Esta gestora de fundos também oferece duas opções ESG: o Iberia Fixed Income ESG e o IMGA Iberia Equities ESG.

Santander

O banco espanhol também foi dos primeiros a entrar na corrida e também tem duas ofertas de fundos de investimento sustentável: o Santander Sustentável e o Santander Future Wealth.

GNB

A gestora do Novo Banco entrou muito recentemente no mercado dos fundos sustentáveis e conta, neste momento, com apenas um produto em portefólio: o NB Momentum Sustentável.

Como investir em fundos ESG?

Ilustração de planeta verde numa fotografia de uma paisagem

Há várias formas de abordar o investimento em fundos sustentáveis. Os especialistas categorizam-nas em quatro grandes tipos:

1

Abordagem negativa

Esta abordagem aos fundos ESG concentra-se em excluir da carteira de investimentos um conjunto de empresas, negócios e setores de atividade que são considerados, à partida, prejudiciais para o ambiente ou a sociedade.

O grau de negatividade desta abordagem pode variar. Numa forma mais suave, a exclusão afeta apenas negócios extremos, como armas, tabaco e jogos. Numa forma mais restrita, podem ficar de fora opções de investimento em obrigações de dívida de países que não cumpram as leis internacionais ou o pacto das Nações Unidas.

2

Abordagem de impacto

Esta abordagem aos fundos sustentáveis caracteriza-se pelo foco em soluções específicas para desafios ESG concretos, como a promoção da igualdade racial ou a limpeza de plástico dos oceanos.

Numa forma menos restrita, esta abordagem pode ficar-se pela escolha de uma área específica de atividade, como as energias renováveis ou a agricultura sustentável.

Em todo o caso, o investimento de impacto centra-se sempre em objetivos concretos e procura resultados mais evidentes.

3

Abordagem ativa

Nesta estratégia, os gestores dos fundos sustentáveis posicionam-se como gestores ativos dos negócios em que investem, dando uso ao seu direito de voto nas assembleias gerais para influenciar as práticas de gestão no sentido de beneficiar o ambiente e a sociedade.

4

Abordagem positiva

Semelhante à abordagem negativa, esta forma de encarar os fundos sustentáveis troca a exclusão pela restrição da aceitação, ou seja, em vez de recusar determinados negócios, só aceita um conjunto específico de opções.
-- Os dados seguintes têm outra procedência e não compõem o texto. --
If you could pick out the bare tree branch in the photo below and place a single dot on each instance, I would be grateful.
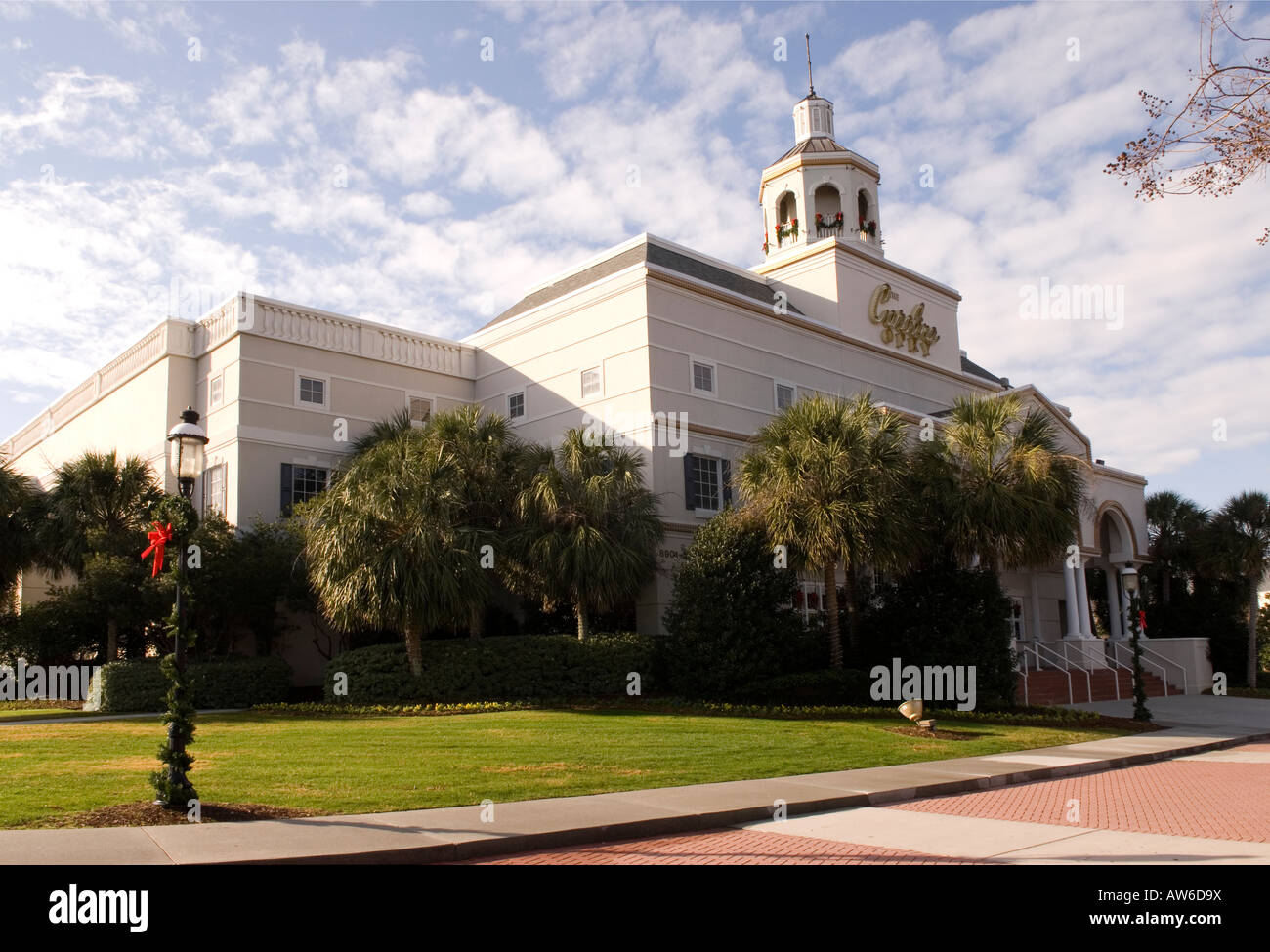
(1219, 138)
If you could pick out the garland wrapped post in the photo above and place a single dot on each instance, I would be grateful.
(1138, 625)
(172, 781)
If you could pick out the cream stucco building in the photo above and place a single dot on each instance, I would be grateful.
(647, 334)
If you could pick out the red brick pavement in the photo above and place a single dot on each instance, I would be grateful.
(720, 849)
(1213, 799)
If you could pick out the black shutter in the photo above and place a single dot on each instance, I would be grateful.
(286, 489)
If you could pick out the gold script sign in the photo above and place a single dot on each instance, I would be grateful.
(900, 328)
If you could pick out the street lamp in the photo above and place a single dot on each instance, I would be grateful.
(186, 443)
(1129, 579)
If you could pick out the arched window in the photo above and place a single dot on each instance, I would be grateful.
(786, 208)
(787, 225)
(828, 211)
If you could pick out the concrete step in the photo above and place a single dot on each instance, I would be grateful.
(1050, 686)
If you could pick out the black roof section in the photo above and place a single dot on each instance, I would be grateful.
(647, 253)
(970, 367)
(817, 144)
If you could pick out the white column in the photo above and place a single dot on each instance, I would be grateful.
(1116, 613)
(1082, 592)
(1034, 603)
(1074, 627)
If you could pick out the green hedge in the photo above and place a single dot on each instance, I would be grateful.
(496, 669)
(828, 686)
(235, 682)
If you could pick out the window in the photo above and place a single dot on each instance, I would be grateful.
(301, 482)
(702, 377)
(214, 489)
(420, 410)
(785, 394)
(313, 390)
(1016, 617)
(308, 481)
(808, 600)
(706, 482)
(592, 384)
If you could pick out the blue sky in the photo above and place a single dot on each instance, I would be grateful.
(368, 159)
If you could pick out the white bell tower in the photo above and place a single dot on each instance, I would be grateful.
(818, 189)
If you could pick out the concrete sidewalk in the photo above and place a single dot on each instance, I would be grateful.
(460, 833)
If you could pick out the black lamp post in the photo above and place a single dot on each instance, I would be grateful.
(1129, 579)
(186, 443)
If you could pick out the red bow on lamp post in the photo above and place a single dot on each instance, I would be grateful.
(159, 540)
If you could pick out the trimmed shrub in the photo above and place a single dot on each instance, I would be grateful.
(233, 682)
(944, 616)
(725, 622)
(495, 669)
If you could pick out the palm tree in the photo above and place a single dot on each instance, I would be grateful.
(1173, 524)
(21, 506)
(588, 527)
(1241, 534)
(828, 475)
(389, 544)
(487, 458)
(998, 485)
(100, 511)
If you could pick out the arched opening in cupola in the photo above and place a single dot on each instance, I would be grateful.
(828, 211)
(786, 219)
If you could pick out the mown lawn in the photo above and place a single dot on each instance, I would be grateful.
(39, 714)
(342, 766)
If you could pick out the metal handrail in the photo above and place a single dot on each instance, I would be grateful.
(1067, 663)
(1095, 658)
(1164, 672)
(1036, 647)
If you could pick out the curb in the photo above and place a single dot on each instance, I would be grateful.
(714, 819)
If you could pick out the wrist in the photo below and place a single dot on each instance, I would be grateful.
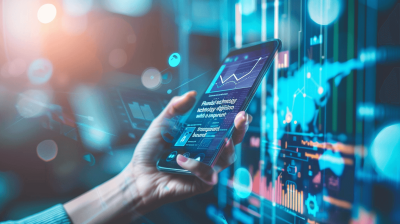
(116, 199)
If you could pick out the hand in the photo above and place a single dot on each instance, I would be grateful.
(157, 188)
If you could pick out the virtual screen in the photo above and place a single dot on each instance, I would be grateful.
(213, 116)
(82, 81)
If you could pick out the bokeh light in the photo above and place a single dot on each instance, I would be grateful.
(47, 13)
(40, 71)
(47, 150)
(32, 103)
(242, 183)
(326, 13)
(128, 7)
(385, 152)
(151, 78)
(77, 7)
(117, 58)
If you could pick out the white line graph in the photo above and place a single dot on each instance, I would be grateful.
(233, 75)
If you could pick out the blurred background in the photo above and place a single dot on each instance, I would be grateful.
(81, 80)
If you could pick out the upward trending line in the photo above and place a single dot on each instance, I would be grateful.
(233, 75)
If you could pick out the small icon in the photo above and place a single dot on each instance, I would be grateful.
(174, 59)
(312, 206)
(199, 157)
(292, 169)
(171, 156)
(185, 136)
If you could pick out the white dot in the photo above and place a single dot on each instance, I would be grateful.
(47, 13)
(117, 58)
(320, 90)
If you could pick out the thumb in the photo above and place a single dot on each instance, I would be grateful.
(179, 105)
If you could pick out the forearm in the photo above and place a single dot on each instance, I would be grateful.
(116, 199)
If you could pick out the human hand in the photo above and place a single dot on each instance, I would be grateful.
(157, 188)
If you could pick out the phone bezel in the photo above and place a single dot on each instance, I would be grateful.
(249, 98)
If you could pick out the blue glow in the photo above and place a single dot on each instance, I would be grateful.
(326, 13)
(248, 6)
(312, 205)
(242, 183)
(306, 89)
(40, 71)
(128, 7)
(316, 40)
(385, 152)
(174, 59)
(331, 160)
(77, 7)
(88, 102)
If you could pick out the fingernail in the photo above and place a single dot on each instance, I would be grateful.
(214, 178)
(182, 158)
(233, 158)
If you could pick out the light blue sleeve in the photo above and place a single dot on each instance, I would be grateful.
(55, 214)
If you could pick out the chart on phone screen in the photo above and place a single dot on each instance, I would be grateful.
(237, 75)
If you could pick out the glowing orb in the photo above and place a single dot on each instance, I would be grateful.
(32, 103)
(117, 58)
(40, 71)
(242, 183)
(151, 78)
(174, 60)
(77, 7)
(324, 12)
(47, 13)
(47, 150)
(385, 152)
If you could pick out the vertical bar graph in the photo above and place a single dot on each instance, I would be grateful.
(291, 199)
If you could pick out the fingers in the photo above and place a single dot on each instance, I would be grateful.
(179, 105)
(242, 122)
(204, 172)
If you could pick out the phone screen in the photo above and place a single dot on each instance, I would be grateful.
(211, 120)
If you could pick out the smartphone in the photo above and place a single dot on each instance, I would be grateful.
(212, 119)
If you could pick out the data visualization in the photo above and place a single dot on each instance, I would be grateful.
(237, 73)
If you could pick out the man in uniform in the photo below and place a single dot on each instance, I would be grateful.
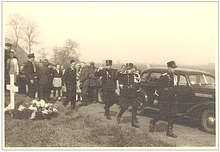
(7, 56)
(108, 85)
(69, 78)
(93, 83)
(129, 90)
(168, 104)
(31, 75)
(84, 83)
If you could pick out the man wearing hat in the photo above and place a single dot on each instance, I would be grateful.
(93, 83)
(69, 79)
(129, 89)
(31, 75)
(7, 56)
(108, 85)
(12, 66)
(168, 104)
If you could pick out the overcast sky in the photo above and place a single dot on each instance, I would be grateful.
(139, 32)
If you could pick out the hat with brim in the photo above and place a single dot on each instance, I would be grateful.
(108, 62)
(8, 44)
(31, 55)
(129, 65)
(171, 64)
(11, 51)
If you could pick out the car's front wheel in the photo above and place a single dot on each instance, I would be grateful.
(208, 121)
(100, 100)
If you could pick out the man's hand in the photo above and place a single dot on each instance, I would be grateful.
(32, 81)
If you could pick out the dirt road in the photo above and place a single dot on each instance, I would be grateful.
(188, 136)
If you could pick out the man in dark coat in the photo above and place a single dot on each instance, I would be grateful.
(168, 103)
(84, 83)
(108, 85)
(129, 91)
(93, 83)
(7, 56)
(30, 70)
(69, 78)
(43, 81)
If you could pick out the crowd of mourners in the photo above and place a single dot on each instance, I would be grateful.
(81, 82)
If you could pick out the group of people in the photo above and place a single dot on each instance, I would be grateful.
(81, 82)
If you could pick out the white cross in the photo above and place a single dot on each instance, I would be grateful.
(12, 89)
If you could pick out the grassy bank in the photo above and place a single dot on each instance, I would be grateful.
(73, 129)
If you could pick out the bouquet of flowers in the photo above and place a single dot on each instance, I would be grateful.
(35, 110)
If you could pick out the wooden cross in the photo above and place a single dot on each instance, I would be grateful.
(12, 89)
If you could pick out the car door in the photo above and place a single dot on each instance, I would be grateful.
(183, 94)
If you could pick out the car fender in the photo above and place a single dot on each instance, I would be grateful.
(196, 111)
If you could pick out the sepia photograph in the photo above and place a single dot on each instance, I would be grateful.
(106, 75)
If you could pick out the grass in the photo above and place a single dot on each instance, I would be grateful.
(72, 129)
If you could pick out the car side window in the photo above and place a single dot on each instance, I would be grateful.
(182, 80)
(154, 77)
(145, 77)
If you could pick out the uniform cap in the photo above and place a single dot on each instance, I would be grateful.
(171, 64)
(12, 51)
(129, 65)
(108, 62)
(8, 44)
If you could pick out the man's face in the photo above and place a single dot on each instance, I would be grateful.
(7, 47)
(83, 64)
(171, 70)
(58, 66)
(32, 59)
(108, 67)
(11, 55)
(72, 65)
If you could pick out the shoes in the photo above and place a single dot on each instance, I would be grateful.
(135, 125)
(171, 134)
(107, 116)
(118, 119)
(152, 127)
(83, 104)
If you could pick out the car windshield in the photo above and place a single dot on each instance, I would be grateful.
(201, 79)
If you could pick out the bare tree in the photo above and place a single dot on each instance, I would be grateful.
(15, 22)
(30, 33)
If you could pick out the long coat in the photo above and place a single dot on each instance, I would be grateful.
(30, 70)
(167, 98)
(93, 80)
(109, 79)
(84, 77)
(69, 78)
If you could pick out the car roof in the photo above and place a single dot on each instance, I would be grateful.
(183, 71)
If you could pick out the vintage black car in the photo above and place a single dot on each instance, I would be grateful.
(195, 91)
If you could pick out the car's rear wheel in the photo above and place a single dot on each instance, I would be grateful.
(100, 100)
(208, 121)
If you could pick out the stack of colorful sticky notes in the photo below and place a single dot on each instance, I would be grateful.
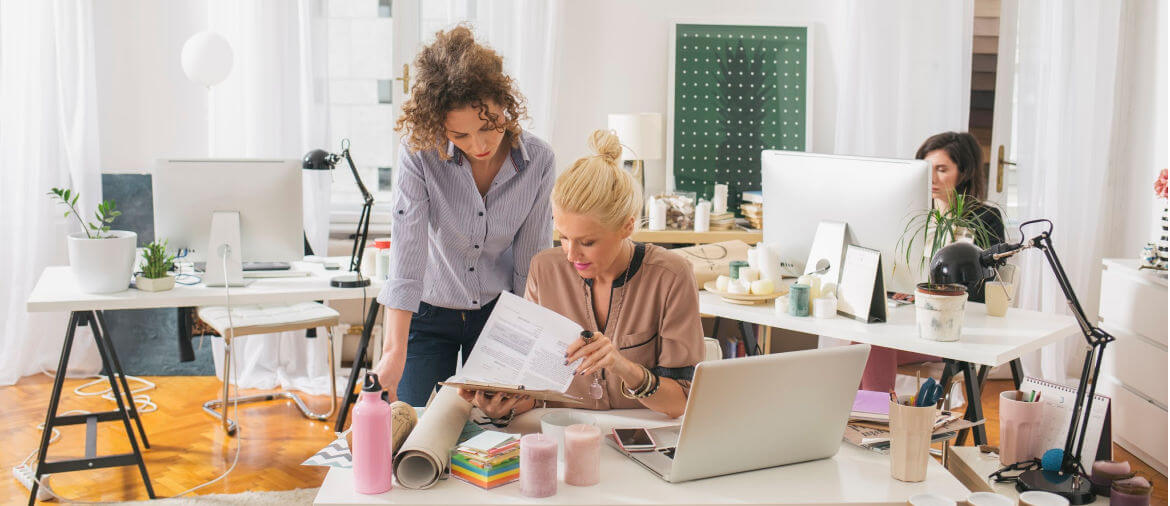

Para que as suas ações sejam incluídas num portefólio de investimento com abordagem positiva, as empresas sabem que têm de respeitar um conjunto de regras pré-determinadas, porque os gestores só vão considerar injetar dinheiro nos melhores de cada setor.

Convém notar, contudo, que esta abordagem pode pecar na rentabilidade e no risco, uma vez que coloca ambos os critérios abaixo do de eligibilidade ESG.

Como identificar um investimento sustentável?

Se está interessado em iniciar-se no investimento em fundos sustentáveis, o primeiro passo é saber identificá-los entre a restante oferta disponível no mercado.

A primeira coisa a saber é que os fundos sustentáveis incluem sempre na denominação termos como “sustentável”, “responsável”, “impacto” e “verde”. Também podem vir acompanhados das siglas ESG ou SRI.

Em caso de dúvida, pode sempre confirmar as fichas técnicas dos produtos que está a considerar, uma vez que o caráter ESG certamente estará referido nos prospetos ou, no mínimo, no Documento Chave de Informações ao Investidor (KIID).

Fundos ESG vs fundos éticos

Para terminar, uma distinção importante: fundos ESG não são a mesma coisa que fundos éticos.

No caso dos primeiros, já vimos que consideram apenas um conjunto de opções de investimento que garantem o respeito pela preservação ambiental e pelas boas práticas sociais e de gestão empresarial; no caso dos segundos, a carteira de opções considera os valores éticos dos negócios.

De uma forma mais simples, temos que um fundo ESG cumpre valores éticos, mas nem sempre um fundo ético cumpre os critérios ESG (porque, ainda que louváveis, os valores podem não respeitar, simultaneamente, o ambiente e a sociedade).

Na prática, um fundo ético exclui negócios como armas e álcool, mas não exclui, obrigatoriamente, uma obrigação de dívida de um país que desrespeita os direitos humanos.